We found Fox Lake Campground just off the highway, and as it was getting late, we decided to rest here for the night. That night the sky was incredible. We’d not seen a dark night while in Alaska, so the dim, dusk-like light was both a treat and a reminder that our time in the midnight sun was coming to an end.


In the morning we hit the road again headed for Liard Hot Springs. We’d heard that these were a must see from park rangers in Oregon and fellow travelers in Alaska.

We stopped at the Sign Post Forest in Watson Lake.

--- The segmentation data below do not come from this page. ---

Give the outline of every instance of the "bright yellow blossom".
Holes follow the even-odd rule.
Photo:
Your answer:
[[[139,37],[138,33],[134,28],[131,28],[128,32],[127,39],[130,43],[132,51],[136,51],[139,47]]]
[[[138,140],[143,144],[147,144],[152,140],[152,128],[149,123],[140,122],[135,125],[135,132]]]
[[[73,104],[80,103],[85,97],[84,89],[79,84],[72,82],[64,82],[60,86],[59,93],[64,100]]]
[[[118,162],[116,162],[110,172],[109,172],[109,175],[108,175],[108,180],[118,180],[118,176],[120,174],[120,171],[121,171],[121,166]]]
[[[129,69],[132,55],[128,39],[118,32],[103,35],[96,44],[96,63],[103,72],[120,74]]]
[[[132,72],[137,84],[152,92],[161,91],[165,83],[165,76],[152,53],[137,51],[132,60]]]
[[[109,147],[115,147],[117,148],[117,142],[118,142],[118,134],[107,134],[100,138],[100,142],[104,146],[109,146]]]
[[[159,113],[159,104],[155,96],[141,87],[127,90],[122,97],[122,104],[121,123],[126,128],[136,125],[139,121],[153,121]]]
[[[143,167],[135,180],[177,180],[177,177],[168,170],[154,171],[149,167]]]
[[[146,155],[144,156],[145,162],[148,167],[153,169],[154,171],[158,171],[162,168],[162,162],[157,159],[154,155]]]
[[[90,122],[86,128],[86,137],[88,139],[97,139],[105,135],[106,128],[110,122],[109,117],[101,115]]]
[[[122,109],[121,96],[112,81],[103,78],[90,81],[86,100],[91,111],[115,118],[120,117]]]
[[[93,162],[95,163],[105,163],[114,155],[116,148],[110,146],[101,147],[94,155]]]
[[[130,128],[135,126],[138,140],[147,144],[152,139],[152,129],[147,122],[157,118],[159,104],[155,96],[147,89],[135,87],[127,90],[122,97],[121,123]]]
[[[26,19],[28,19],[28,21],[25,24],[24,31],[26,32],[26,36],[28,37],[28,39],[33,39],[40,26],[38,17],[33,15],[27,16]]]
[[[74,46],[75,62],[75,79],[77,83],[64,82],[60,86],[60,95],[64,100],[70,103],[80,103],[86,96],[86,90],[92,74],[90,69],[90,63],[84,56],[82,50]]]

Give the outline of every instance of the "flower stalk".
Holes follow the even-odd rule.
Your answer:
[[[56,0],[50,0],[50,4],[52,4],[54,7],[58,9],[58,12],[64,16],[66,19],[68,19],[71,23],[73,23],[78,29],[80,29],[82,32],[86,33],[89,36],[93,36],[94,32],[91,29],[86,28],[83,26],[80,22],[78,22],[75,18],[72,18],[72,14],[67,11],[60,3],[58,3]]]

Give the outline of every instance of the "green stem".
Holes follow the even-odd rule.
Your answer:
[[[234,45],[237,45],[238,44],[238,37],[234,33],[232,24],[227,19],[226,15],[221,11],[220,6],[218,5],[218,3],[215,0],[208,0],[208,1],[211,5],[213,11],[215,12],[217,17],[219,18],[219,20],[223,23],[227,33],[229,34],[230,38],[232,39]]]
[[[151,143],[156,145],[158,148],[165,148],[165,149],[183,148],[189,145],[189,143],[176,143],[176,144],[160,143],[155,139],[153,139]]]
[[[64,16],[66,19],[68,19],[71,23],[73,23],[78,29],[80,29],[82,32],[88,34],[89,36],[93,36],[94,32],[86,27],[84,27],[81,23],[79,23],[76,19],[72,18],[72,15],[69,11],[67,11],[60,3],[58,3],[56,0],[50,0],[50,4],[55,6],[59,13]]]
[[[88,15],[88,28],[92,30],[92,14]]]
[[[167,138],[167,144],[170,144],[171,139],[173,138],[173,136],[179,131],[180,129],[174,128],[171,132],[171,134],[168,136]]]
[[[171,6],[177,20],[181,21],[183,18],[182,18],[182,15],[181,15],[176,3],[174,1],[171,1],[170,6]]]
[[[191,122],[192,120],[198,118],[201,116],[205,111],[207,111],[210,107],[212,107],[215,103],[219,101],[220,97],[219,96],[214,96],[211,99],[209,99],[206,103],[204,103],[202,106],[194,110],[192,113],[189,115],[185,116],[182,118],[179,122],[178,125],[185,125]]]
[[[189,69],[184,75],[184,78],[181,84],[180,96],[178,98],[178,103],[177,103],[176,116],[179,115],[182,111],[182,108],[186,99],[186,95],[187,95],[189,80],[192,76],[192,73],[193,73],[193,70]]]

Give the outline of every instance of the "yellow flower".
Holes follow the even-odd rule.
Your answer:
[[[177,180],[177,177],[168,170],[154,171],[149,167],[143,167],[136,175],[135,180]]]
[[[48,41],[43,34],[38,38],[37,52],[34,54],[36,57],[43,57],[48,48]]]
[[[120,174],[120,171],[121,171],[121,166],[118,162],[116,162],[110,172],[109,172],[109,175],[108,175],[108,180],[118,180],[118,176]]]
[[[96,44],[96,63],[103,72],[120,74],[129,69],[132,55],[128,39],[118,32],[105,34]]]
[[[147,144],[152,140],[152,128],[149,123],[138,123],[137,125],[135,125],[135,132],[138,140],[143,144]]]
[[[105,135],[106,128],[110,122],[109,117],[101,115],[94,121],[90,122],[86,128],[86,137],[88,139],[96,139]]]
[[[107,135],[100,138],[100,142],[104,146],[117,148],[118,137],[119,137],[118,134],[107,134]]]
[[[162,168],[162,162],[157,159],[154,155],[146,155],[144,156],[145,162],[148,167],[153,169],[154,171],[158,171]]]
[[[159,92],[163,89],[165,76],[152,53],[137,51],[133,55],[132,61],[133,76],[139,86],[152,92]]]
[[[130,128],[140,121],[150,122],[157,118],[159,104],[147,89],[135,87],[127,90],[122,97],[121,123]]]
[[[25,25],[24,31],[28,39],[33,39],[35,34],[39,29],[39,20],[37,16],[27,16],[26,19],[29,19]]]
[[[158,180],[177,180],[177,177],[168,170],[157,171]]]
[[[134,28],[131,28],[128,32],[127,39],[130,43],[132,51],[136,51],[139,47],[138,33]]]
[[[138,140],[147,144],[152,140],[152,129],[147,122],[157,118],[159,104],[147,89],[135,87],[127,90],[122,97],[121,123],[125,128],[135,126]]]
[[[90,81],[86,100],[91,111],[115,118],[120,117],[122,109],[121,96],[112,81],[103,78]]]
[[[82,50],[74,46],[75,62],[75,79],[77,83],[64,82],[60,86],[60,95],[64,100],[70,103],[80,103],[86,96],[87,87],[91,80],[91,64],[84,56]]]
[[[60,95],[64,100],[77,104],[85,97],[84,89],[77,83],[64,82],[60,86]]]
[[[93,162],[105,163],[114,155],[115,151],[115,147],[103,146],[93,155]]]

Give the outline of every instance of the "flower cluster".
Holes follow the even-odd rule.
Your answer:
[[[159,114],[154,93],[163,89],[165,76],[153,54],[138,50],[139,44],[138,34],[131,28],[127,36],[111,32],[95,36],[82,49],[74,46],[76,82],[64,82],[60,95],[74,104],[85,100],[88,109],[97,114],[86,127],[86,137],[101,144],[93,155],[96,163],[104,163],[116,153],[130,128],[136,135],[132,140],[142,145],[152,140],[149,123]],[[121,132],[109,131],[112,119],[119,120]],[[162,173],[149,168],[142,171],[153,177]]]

The number of road signs and licence plates was impressive and we spent some time searching for plates from our home states—Texas and North Carolina.

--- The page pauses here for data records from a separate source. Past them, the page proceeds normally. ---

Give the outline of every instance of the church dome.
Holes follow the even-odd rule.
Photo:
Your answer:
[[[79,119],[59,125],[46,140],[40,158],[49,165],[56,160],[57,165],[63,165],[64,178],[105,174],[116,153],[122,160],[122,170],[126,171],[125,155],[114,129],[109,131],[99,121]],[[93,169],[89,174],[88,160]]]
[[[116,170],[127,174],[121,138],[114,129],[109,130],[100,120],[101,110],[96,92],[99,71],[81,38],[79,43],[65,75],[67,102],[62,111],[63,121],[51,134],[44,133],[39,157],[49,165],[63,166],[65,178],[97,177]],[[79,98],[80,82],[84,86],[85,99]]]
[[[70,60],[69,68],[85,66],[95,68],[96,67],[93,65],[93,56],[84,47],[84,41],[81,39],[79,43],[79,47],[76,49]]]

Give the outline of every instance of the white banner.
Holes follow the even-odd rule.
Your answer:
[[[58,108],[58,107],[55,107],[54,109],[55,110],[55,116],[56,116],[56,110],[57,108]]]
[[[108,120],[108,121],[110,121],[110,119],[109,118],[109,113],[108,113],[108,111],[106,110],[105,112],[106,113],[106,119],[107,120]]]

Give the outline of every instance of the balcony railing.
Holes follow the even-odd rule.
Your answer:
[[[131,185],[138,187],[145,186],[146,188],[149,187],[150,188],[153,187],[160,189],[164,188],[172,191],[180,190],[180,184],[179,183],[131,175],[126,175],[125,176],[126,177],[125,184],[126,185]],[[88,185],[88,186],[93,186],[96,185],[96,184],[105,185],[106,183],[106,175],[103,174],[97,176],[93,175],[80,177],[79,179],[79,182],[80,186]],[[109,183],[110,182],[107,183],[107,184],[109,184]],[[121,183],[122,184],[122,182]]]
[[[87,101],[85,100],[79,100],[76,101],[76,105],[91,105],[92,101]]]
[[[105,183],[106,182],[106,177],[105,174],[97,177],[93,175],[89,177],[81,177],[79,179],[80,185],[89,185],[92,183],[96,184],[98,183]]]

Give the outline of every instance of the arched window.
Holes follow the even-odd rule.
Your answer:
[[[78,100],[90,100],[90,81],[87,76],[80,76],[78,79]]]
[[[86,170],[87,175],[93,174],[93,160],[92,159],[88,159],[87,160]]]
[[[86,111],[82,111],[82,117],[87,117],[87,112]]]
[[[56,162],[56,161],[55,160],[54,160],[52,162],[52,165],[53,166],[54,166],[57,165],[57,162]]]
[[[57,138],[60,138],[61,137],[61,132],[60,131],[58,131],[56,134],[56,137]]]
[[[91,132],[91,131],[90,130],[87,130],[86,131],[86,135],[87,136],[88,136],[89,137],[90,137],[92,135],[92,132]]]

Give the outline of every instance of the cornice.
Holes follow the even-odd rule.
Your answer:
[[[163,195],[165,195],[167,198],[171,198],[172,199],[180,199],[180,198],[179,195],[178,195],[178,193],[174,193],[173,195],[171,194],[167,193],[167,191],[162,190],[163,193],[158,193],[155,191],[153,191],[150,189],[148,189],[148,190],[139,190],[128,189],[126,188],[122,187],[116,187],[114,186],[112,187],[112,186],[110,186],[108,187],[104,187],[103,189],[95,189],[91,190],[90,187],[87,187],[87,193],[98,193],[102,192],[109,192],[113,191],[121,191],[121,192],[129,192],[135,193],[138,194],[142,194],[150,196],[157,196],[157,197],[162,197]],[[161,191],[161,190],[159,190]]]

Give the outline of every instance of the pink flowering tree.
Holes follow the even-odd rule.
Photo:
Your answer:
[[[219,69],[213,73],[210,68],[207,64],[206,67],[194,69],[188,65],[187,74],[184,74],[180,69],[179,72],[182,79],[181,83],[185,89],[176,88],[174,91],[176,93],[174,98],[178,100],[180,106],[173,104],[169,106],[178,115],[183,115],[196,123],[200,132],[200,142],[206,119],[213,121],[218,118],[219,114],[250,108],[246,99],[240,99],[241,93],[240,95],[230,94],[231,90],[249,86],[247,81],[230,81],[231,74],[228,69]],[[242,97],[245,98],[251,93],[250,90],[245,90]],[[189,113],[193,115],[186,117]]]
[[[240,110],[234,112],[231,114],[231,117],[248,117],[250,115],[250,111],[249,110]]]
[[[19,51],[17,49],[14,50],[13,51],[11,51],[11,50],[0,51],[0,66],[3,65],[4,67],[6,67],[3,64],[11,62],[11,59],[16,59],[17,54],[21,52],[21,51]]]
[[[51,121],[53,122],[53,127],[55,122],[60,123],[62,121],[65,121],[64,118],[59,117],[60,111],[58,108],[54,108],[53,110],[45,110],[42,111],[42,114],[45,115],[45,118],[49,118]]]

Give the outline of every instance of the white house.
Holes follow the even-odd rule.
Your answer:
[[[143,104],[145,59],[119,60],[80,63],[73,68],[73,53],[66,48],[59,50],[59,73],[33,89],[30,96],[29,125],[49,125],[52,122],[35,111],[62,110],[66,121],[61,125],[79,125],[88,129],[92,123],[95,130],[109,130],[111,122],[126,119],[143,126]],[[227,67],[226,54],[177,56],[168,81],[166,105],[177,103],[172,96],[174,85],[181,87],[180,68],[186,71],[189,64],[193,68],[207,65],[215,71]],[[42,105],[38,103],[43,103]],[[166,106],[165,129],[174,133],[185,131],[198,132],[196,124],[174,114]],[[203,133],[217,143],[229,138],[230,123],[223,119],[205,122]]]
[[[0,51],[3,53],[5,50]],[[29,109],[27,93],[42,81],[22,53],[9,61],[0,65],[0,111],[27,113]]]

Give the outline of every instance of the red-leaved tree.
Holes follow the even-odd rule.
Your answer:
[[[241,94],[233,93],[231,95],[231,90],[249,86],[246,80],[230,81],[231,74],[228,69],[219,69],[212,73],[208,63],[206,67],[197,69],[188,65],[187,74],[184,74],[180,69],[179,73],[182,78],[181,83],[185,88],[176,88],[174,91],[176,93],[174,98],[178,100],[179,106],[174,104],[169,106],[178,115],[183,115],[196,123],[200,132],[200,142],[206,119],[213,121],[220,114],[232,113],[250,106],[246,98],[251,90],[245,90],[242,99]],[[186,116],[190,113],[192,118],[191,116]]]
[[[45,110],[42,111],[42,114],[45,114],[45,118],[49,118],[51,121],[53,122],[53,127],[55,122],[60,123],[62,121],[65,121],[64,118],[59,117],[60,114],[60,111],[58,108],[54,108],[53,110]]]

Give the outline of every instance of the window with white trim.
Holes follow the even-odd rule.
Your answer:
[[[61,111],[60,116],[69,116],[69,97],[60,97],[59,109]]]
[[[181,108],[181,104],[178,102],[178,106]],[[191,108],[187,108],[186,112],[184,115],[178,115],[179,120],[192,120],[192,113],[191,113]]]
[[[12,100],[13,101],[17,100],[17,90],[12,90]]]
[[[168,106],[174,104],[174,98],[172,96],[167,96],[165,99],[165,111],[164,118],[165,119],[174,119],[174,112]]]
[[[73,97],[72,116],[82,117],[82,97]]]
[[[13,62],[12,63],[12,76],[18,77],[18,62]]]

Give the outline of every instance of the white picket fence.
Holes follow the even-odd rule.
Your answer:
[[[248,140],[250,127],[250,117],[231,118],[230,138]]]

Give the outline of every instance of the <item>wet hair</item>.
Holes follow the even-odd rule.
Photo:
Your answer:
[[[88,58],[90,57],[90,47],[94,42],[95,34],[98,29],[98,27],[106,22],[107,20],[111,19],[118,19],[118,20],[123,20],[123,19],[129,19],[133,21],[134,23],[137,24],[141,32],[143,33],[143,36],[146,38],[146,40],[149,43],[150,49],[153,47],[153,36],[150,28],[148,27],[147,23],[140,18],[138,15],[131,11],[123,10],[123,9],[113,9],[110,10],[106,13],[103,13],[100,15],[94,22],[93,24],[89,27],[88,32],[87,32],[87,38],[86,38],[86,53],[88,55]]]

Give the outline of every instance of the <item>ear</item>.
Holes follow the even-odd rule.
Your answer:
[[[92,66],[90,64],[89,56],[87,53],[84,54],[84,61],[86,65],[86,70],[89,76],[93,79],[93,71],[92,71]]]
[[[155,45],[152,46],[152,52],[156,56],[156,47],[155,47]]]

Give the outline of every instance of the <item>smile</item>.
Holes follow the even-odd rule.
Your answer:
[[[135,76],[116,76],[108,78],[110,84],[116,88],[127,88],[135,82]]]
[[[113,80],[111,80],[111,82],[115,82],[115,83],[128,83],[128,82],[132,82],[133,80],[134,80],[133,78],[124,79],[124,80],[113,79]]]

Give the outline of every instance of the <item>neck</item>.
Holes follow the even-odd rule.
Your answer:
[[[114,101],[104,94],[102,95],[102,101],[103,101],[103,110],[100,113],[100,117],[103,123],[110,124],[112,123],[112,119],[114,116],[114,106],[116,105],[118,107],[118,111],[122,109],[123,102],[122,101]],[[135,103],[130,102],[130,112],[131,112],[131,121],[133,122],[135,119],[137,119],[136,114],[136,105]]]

Back on the road, we were eager to make it to the hot springs, but we were slowed down by some bison traffic. These big guys were in no hurry to make it to the other side of the road.

Heading south, we started to see signs of the Canadian Rockies as hills turned into mountains.

On this stretch of road, we passed more black bears and bison than other motorists.

The springs did not disappoint. The setting was lovely, and although there was a deck and changing rooms, the pool felt natural and fed into a completely untouched creek, which we dipped into to cool off.


Driving south from Liard, the landscape continued to become more grand, and we were blown away by our first sight of Muncho Lake. The water and surrounding mountains were beautiful.

We set up camp at the Northern Rockies Lodge. It was more money than we’d normally throw down for a campsite, but we had freelance work to do, and the lodge advertised wifi. After setting up camp we found out just how bad the wifi was, but we just used it as a excuse to spend more time walking along the lake.

While we were there we saw a group of burly Alaskan dudes set off in this single engine plane for a remote week-long hunting trip. We watched as they loaded up their gear. Given the weight limitations, they had to prioritize what to take and what to leave behind. We were surprised a case of Mike's Hard Lemonade made the cut.


After Muncho Lake we set off for Dawson Creek, considered to be the official starting point of the Alaska Highway.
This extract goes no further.